CAD is straight and square, generative design more a free spirit
Parts made with standard stock material are confined to having a standard look. For artists and other creative types, this is too much to bear. Architects are confined with residential buildings that are measured in multiples of 4-foot-by-8-foot sheets, the standard size of plywood in the U.S., and just as square and flat. Product design is also confined to few methods of manufacture, as stock material is round tubes, bars, channels, I-beams and the like.
To a lesser extent, parts made with CAD also suffer from limitations of stock shapes. One CAD shape may not look like another, but with the limitations in starting shapes, CAD shapes are not exactly as unique as fingerprints. Step back and you will see that the shapes generated with CAD programs look more alike than different.
CAD programs make parts from a limited library of primitive shapes. Solid models start as spheres, rectangular solids and a few other simple shapes, and are then combined to make a part. It’s a building block approach that yields—with enough time and effort—the shape of a part. A bit of variety can be added by extruding and revolving a 2D sketch to make a solid. But the idea of making almost any natural, organic, curvy shape is enough to scare off the savviest solid and surface modeling wizards.
It’s no wonder that CAD parts are straight, flat, round and symmetric. They have sharp corners and other characteristics that don’t exist in the real world. What we have succeeded in creating are unnatural parts—parts that exist because they are the only shapes our primitive modeling tools can create.
Parts are shaped by the tools available to make them, whether they are shaped by hand tools or 3D CAD software.
Asked about sculpture of an organic form of Y, an artist X is supposed to have said, “It’s easy to make Y, you have to chip away anything that doesn’t look like Y.”[i]
Why? Because when it gets down to it, the objects that nature makes are nearly impossible to model with CAD. Examine anything—a leaf, a tree, an insect, its digestive system.… Is there anything at all that occurs in nature that can be modeled with CAD? A few crystalline forms, so rare, so admired, if only because they are the freaks of nature—more the exception than the rule.
It may be obvious that CAD can’t possibly model Michelangelo’s David, but let’s admit that it can’t really model any part of him. Not his hair, his ears, his oversize hands, his undersized.… Well, you get the point. If not, the point is this: almost everything naturally made is impossible to model in CAD.

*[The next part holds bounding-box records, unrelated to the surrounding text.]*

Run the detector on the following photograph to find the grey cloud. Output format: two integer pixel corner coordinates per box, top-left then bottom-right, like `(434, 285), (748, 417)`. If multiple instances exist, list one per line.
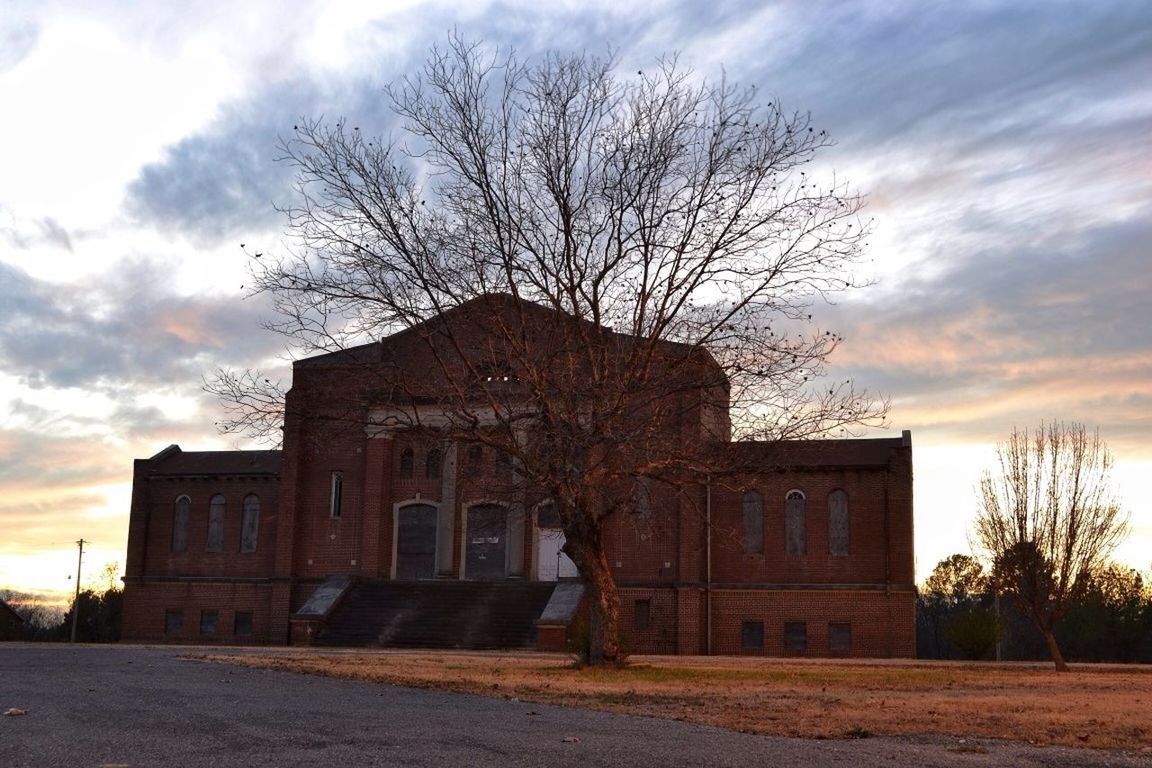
(764, 1), (1152, 149)
(0, 429), (124, 493)
(126, 74), (412, 246)
(0, 216), (73, 252)
(0, 261), (280, 393)
(0, 20), (40, 73)
(825, 203), (1152, 444)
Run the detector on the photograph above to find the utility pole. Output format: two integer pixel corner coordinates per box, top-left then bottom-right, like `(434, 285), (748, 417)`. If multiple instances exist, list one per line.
(71, 539), (84, 642)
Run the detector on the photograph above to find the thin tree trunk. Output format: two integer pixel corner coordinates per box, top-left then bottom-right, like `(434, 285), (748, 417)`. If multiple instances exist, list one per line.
(1040, 626), (1068, 672)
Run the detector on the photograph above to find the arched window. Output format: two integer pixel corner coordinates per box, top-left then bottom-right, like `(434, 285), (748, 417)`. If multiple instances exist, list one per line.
(785, 491), (808, 555)
(424, 448), (444, 480)
(400, 448), (415, 479)
(240, 493), (260, 553)
(828, 488), (851, 555)
(204, 493), (227, 552)
(742, 491), (764, 555)
(172, 496), (192, 552)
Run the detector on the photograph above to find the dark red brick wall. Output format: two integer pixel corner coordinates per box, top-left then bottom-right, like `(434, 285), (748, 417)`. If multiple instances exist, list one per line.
(124, 297), (915, 656)
(123, 580), (277, 645)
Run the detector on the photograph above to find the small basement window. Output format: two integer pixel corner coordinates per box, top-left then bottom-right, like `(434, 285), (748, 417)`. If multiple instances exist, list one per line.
(740, 622), (764, 651)
(828, 622), (852, 654)
(200, 610), (220, 637)
(164, 608), (184, 638)
(632, 600), (652, 632)
(785, 622), (808, 653)
(232, 610), (252, 638)
(328, 472), (344, 519)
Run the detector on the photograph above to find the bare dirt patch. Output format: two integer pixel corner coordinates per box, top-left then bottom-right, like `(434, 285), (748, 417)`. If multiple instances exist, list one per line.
(202, 651), (1152, 752)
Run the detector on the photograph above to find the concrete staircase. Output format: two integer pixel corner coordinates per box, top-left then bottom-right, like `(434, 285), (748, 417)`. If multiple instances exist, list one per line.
(312, 580), (555, 648)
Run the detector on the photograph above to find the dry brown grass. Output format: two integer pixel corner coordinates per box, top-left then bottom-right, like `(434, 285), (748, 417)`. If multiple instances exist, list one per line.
(206, 651), (1152, 751)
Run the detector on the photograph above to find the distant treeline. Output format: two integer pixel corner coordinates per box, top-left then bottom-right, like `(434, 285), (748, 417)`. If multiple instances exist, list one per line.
(916, 555), (1152, 663)
(0, 587), (124, 642)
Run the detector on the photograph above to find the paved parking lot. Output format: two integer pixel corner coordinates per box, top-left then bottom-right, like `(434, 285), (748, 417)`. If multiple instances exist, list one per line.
(0, 644), (1152, 768)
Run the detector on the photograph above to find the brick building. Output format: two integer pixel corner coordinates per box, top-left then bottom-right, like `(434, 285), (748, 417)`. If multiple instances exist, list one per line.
(123, 299), (915, 656)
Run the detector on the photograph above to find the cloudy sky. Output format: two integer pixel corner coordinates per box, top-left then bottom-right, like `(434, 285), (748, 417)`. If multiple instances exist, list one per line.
(0, 0), (1152, 592)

The Euclidean perfection created by CAD was welcome at one time. That was when perfection was rare—a novelty in an age of hand drawn designs when parts were created with hand tools, when no two parts were the same, when wood and metal were hewn and hammered. In our modern industrial age, perfection is plentiful. Perfection has become cheap and common. So common for so long that a slight imperfection is now a feature, with a retro appeal that’s come into vogue.

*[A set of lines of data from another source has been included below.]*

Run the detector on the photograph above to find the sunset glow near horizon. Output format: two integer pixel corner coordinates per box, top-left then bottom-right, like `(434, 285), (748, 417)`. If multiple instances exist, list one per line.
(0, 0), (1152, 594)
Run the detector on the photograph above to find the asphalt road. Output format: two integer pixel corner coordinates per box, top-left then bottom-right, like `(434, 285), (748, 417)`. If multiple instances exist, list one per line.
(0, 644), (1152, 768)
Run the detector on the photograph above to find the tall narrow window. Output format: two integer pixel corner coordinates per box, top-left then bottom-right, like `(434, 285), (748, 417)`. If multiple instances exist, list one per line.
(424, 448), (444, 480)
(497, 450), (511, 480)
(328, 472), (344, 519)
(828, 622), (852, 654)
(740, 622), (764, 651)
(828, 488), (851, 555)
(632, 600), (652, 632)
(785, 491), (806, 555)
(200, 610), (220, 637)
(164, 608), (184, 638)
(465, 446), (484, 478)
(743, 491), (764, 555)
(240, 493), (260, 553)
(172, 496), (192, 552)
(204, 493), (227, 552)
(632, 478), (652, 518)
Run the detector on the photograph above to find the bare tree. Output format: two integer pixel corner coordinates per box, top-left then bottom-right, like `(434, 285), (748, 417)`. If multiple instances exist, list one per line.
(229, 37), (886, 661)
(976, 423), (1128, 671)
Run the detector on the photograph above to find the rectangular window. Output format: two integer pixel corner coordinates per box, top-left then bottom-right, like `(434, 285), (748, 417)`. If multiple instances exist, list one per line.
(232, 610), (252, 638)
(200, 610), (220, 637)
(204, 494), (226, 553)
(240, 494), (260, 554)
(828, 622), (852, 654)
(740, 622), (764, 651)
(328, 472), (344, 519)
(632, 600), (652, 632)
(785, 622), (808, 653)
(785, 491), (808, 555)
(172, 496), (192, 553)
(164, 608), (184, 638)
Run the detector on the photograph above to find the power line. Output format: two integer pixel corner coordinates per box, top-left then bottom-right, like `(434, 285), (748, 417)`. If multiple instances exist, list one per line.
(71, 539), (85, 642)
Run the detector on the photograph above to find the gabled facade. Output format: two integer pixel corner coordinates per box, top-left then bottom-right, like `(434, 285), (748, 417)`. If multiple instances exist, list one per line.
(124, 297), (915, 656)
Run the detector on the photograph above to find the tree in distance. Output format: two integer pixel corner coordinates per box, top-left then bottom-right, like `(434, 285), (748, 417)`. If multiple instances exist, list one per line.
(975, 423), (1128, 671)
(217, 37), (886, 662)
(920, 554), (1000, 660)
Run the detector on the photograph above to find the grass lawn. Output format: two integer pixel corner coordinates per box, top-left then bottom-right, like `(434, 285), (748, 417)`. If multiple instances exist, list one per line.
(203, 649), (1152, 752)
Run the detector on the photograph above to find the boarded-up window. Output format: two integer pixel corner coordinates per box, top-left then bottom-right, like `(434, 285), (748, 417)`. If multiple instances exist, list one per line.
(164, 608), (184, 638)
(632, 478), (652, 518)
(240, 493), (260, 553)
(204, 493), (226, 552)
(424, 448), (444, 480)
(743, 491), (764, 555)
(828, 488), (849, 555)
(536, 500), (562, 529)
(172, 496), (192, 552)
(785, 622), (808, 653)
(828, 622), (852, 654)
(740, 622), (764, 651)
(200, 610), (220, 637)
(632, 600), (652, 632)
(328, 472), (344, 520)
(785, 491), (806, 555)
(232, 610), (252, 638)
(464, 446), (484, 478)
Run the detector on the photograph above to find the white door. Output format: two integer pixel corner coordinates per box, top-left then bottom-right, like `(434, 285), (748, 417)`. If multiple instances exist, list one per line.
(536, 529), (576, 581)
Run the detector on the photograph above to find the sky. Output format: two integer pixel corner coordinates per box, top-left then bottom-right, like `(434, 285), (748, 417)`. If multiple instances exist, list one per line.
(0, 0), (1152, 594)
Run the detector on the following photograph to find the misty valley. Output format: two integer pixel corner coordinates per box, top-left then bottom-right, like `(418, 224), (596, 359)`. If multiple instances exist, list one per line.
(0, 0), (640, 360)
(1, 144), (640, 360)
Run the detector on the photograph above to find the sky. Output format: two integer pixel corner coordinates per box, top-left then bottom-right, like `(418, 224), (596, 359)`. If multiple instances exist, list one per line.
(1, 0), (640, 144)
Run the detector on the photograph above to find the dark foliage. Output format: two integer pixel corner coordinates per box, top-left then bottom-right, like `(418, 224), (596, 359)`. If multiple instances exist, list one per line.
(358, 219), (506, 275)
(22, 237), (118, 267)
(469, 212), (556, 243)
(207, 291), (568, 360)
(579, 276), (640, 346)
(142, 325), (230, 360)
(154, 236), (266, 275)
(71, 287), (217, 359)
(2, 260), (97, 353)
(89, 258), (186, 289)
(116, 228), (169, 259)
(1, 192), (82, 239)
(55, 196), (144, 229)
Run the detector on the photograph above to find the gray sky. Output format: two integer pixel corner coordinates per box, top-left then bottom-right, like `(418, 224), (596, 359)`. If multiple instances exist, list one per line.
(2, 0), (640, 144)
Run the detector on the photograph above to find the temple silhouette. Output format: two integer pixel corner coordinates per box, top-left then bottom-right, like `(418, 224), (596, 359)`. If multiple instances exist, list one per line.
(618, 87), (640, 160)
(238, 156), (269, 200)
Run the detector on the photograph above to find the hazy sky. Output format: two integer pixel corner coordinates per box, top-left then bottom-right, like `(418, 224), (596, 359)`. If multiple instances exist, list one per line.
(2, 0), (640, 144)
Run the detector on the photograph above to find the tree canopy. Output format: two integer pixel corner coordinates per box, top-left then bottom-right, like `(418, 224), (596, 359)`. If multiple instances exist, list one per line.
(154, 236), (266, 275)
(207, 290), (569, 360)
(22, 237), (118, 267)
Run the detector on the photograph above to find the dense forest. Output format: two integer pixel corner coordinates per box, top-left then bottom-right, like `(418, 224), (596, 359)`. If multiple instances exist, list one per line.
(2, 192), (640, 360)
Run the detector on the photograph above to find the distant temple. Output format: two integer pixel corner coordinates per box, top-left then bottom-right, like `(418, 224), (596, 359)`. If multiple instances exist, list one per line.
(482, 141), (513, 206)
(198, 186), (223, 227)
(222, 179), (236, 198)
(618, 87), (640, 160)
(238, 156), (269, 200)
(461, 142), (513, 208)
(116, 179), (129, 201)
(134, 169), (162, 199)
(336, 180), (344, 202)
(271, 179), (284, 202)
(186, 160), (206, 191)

But, while imperfections may be pleasing aesthetically now, they are not by design optimized for any particular environment.
It is when a design can be any shape at all and when each shape can satisfy the conditions of its intended environment that generative design gains a creative edge. Reminder, we are talking about functional optimization, not aesthetics. Unfettered by bias, tradition, culture, and so on, generative design is a real free spirit, which is able to create designs beyond the imagination of a conservative or tradition-bound engineer. Generative design programs have no consideration, knowledge or bias toward what has existed before. They are not bound by history.
Multiple Load Cases
It is true that some optimized designs may appear outlandish or impossible to manufacture. Their appearance could make an engineer realize that the part could fail in a load case not entered into the generative design program. But this is a fault of omission by the engineer, not the generative design program. The only generative design programs worth using are those that are able to accept multiple load cases and design parts that can survive all of them.
Multiple load case capability in a generative design program will create parts that can withstand tensile loads and torsional loads, for example. A tension-only load case will create shapes with stringy shapes because what is better to dangle a load from than a string? A torsion-only load case will have load paths in the shape of a cylinder because what shape is better to resist torsion than a round tube?
Who knows what shape the combined load case will produce? But don’t worry. Generative design will figure it out, building up a part load case by load case.
This is theoretically possible only if the next load case adds to the shape that withstood the previous load cases—without removing anything from the shape. It has to be an additive process, with each load case allowed to add volume—not subtract it.
This is not how single load case optimizers work. A single load case that starts with the shape generated from another load case will undoubtedly undo the optimizations of a previous load case, rendering it null and void.
The ability to preserve geometry, no matter how complicated it is, is critical for real-life design.
Where X = {Michelangelo, John Ruskin, George F. Pentecost, Boys’ Life Magazine, Orison Swett Marden, The Methodist Quarterly Review, Anonymous} and Y = {David, Venus, angel, elephant, masterpiece}. From QuoteInvestigator.com.